Gradient-free training of a neural network

Backpropagation needs a differentiable loss. When the thing you actually care about is not differentiable — classification accuracy, a hard threshold, a simulator's output, a discrete reward — PSO optimizes it directly. This tutorial trains a small PyTorch network by optimizing its weights with turboswarm, using accuracy (a step function, no gradient) as the objective.

pip install torch        # example only; turboswarm has no torch dependency

The setup

A toy XOR-like problem (the two classes are separated by x0 * x1 > 0), which a linear model cannot solve — it needs the hidden layer's nonlinearity.

import numpy as np
import torch
import torch.nn as nn
import turboswarm as pso

rng = np.random.RandomState(0)
X = rng.uniform(-2, 2, size=(200, 2)).astype(np.float32)
y = (X[:, 0] * X[:, 1] > 0).astype(np.int64)        # XOR-like
Xt, yt = torch.from_numpy(X), torch.from_numpy(y)

torch.manual_seed(0)
model = nn.Sequential(nn.Linear(2, 8), nn.Tanh(), nn.Linear(8, 2))

Flatten the weights into a search vector

PSO searches a flat Vec<f64>, so we map between the swarm's position vector and the model's parameter tensors. The model here has 42 parameters.

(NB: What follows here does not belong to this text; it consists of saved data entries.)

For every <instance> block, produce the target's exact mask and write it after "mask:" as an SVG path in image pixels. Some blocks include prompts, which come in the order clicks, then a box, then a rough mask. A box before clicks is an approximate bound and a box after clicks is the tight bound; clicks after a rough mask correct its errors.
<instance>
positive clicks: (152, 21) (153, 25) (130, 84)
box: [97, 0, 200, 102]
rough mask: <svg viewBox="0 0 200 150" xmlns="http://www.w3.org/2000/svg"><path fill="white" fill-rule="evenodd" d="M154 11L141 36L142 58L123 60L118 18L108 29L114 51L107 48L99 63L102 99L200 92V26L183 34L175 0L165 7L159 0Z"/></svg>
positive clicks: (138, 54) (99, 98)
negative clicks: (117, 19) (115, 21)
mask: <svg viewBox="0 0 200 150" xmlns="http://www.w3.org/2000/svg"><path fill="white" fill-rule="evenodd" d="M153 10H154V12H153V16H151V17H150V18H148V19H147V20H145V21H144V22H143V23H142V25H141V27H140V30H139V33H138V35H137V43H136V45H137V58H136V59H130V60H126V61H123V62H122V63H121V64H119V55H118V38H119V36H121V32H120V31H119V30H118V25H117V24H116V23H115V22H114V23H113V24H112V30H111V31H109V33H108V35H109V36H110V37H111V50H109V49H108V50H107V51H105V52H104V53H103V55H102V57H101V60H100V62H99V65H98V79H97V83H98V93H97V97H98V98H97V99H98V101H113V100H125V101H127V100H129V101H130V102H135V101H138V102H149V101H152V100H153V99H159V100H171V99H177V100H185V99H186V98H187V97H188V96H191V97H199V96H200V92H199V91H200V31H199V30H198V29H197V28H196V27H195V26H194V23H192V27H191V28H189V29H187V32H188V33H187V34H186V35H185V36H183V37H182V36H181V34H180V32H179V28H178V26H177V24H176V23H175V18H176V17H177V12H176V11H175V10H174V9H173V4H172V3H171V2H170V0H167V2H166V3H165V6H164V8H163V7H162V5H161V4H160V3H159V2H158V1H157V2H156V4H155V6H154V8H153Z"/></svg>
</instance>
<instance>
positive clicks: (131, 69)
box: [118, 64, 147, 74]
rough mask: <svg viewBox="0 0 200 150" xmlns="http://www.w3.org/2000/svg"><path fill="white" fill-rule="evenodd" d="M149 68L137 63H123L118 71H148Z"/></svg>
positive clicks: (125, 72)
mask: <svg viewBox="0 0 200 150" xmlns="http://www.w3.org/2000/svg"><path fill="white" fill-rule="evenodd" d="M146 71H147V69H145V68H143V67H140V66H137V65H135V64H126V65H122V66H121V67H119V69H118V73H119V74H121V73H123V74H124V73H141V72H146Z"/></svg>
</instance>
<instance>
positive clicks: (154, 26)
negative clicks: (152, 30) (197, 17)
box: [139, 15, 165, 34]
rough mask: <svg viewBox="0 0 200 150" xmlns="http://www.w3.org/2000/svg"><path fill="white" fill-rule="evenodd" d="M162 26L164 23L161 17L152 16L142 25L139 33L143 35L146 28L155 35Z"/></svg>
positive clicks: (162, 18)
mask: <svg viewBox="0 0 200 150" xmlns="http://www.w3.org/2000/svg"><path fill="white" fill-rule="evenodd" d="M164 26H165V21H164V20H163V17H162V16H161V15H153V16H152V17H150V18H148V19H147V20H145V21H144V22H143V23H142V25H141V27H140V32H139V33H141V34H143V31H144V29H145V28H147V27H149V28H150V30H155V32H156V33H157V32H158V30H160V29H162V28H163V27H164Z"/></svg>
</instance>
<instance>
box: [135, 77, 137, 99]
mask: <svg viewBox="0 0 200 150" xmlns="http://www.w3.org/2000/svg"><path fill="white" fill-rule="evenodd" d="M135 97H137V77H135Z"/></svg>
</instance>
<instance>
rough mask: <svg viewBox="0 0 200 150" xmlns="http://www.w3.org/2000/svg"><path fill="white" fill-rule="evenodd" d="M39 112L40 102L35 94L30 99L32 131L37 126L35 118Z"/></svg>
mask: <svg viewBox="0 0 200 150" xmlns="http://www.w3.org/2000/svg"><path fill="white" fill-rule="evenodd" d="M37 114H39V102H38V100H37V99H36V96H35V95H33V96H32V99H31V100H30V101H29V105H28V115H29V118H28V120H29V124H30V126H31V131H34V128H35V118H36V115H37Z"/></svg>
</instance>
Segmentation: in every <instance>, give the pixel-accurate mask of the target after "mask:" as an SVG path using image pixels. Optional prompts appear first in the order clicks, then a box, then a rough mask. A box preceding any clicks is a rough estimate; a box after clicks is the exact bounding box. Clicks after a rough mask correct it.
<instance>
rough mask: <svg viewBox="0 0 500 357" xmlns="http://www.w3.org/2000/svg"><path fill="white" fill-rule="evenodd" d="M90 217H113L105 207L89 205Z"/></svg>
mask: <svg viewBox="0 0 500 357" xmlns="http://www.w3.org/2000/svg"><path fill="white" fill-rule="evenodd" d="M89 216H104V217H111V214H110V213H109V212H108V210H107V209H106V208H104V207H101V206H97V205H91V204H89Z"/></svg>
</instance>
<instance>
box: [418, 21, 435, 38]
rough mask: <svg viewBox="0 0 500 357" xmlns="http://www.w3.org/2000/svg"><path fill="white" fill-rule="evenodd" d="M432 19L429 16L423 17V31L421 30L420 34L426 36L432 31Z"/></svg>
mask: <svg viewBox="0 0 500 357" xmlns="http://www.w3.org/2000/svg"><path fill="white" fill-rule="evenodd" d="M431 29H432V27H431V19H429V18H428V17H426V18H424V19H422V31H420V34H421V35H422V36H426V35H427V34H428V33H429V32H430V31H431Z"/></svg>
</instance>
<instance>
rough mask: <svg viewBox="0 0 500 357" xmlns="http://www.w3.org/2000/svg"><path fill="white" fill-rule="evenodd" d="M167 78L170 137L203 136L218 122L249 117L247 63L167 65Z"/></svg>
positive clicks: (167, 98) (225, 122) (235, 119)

shapes = [p.shape for p in model.parameters()]
sizes  = [p.numel() for p in model.parameters()]
n_params = sum(sizes)        # 42

def set_params(vec):
    i = 0
    with torch.no_grad():
        for p, shape, size in zip(model.parameters(), shapes, sizes):
            p.copy_(torch.tensor(vec[i:i + size], dtype=torch.float32).view(shape))
            i += size

Optimize a non-differentiable objective

The objective sets the weights, runs a forward pass, and returns negative accuracy (PSO minimizes). There is no gradient anywhere — argmax and the equality count are not differentiable, which is exactly the point.

def neg_accuracy(vec):
    set_params(vec)
    with torch.no_grad():
        pred = model(Xt).argmax(dim=1)
        return -(pred == yt).float().mean().item()

result = pso.minimize(
    neg_accuracy,
    bounds=[(-3, 3)] * n_params,
    n_particles=60, max_iter=200, seed=0,
)

print(f"{-result.best_value:.3f}")     # 1.000  — perfect accuracy
set_params(result.best_position)        # load the best weights back into the model

The swarm finds weights that classify the XOR-like data perfectly (accuracy 1.000), without ever computing a gradient.

When this is useful

This is not a replacement for SGD on large differentiable models — gradients are far more efficient there. PSO earns its place when the objective is not differentiable or not available in closed form:

  • optimizing a discrete metric directly (accuracy, F1, a business KPI),
  • tuning non-differentiable components (thresholds, routing, architecture choices) of a pipeline,
  • black-box settings where you only observe the output (simulators, RL returns).

The same pattern works with any framework (TensorFlow, JAX, NumPy) — only the forward pass inside the objective changes. For tuning hyperparameters rather than weights, use PSOSearchCV instead.